Why you should care
Because the media could fight back.
Mr. Spicer: I’ll keep it short today. It’s been a productive morning. We’ll see what the afternoon brings.
OK, but what if we didn’t? The White House press secretary barred some mainstream news outlets from an informal briefing on Friday, signaling that the commander in chief’s battle with the media has a new weapon: blackout. America’s ranting-loving president has just thrown a fit. So let’s respond the way a mother of a tantrum-prone toddler would — by calling a timeout. Already, The New Yorker says it won’t attend White House press briefings until the exclusion is lifted. Should the rest of the media follow?
The press corps has to stand together — and stand with each other.
While some were shocked that the White House had reached such a new low in media relations, others weren’t even surprised. “Much like everything Trump does, I’m not surprised he’s done it, but I’m amazed he thinks it’s the way a president should behave,” says Hannah Dunleavy, deputy editor of the U.K.’s Standard Issue. “It’s the action of a spoiled child,” she says, and rather than making him look strong, she says it “makes him look weak, certainly to people watching from overseas.” But Dunleavy thinks it’s too late to replace Spicer with white noise. “The time to ignore [Trump] has gone,” she says, noting how she hopes all this will force the media to reflect on its role in the years to come.
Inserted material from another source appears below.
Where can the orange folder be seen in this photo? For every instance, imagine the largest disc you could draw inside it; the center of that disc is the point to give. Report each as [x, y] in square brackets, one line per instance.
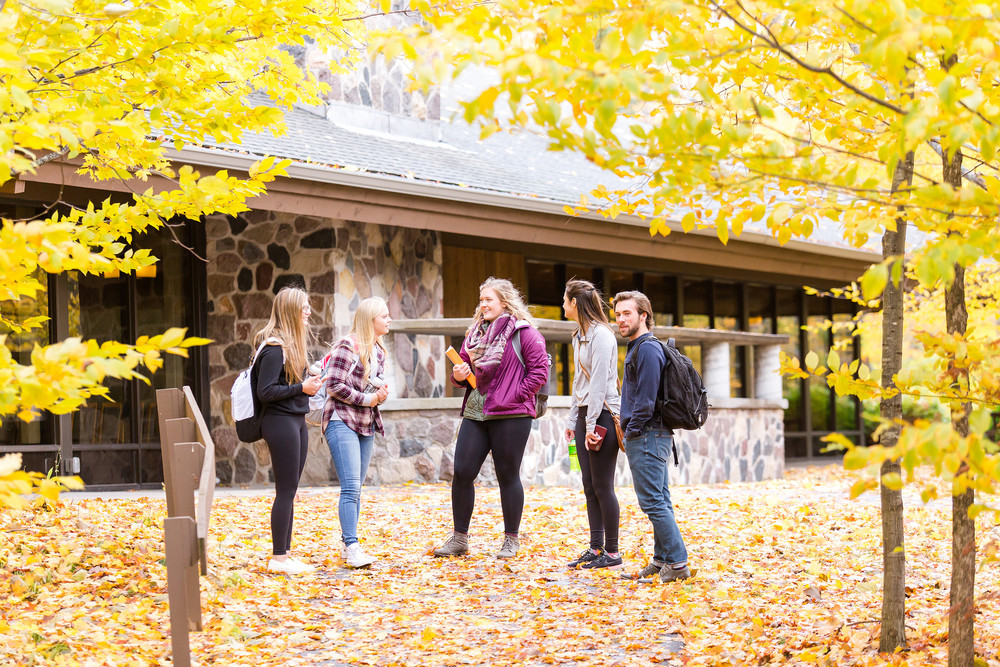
[455, 359]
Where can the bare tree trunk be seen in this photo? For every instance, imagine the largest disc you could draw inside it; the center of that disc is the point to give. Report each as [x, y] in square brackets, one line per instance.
[893, 634]
[961, 617]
Steven Roberts, an American journalist and professor of media and public affairs at GW, says that if the White House bars news outlets again, there should be a universal media response. If any are barred, “I think all the other reporters should boycott the briefing,” like the Associated Press and Time did on Friday, in solidarity. “The press corps has to stand together — and stand with each other,” says Roberts, noting that it should work both ways. After all, many news organizations objected, and rightly so, he adds, to efforts by President Obama’s team to label Fox News a Republican mouthpiece in 2009. “Same principle holds here.” U.K.-based Cambridge Business magazine writer Mike Scialom agrees that a disruptive approach like this, with outlets collectively refusing to attend if colleagues are excluded, is the best way to go.
But boycotting the briefing, Roberts adds, is different from refusing to report on the White House. That, he warns, “borders on censorship,” and the public needs to know what the White House is doing. Also, if only targeted outlets turn their backs, it would give right-leaning news outlets an edge. This would be “hugely counterproductive,” says Scialom, and “create a vacuum which the likes of Breitbart and Fox would happily exploit.” It would also fuel more media skepticism by adding “ridicule to the existing mix of suspicion and distrust,” he adds.
British columnist and broadcaster Robert Meakin says this flare-up was just a matter of time, and that it’s bound to get worse. He thinks Trump will “increasingly prove unwilling to subject himself to such professional levels of scrutiny” because genuine public accountability is “something Trump can do without.” Steven Livingston, GW media professor and senior fellow at Harvard Carr Center for Human Rights Policy, goes a step further, labeling Trump’s attack on the press as tactical. The objective? “Inoculating himself against what he suspects is going to be a very big and damaging story that is going to drop at any moment.” This way he can prepare his support base to reject any future media claims of White House wrongdoing.
So perhaps we can’t afford to turn our backs on this toddler; instead, we must meet Trump’s playground bullying head-on. “The answer is not to stop reporting on the White House; the answer is to report even more — more thoroughly,” says Roberts. Trump, he adds, has changed the media’s rules in three distinct ways: using fabrication; proving immune to correction and criticism; and taking his views directly to the people via the “TBN, the Trump Broadcasting Networking.”
The best way to respond? By being “more relentless and aggressive,” says Roberts. That’s no excuse for going too far, he warns, noting that journalists cannot lose sight of their core principles. “Even Trump deserves basic fairness. Aggressiveness is good, but if it tips over into bias and unfairness, we lose our credibility and ability to hold [Trump] to account.”
And that would simply play into his hand.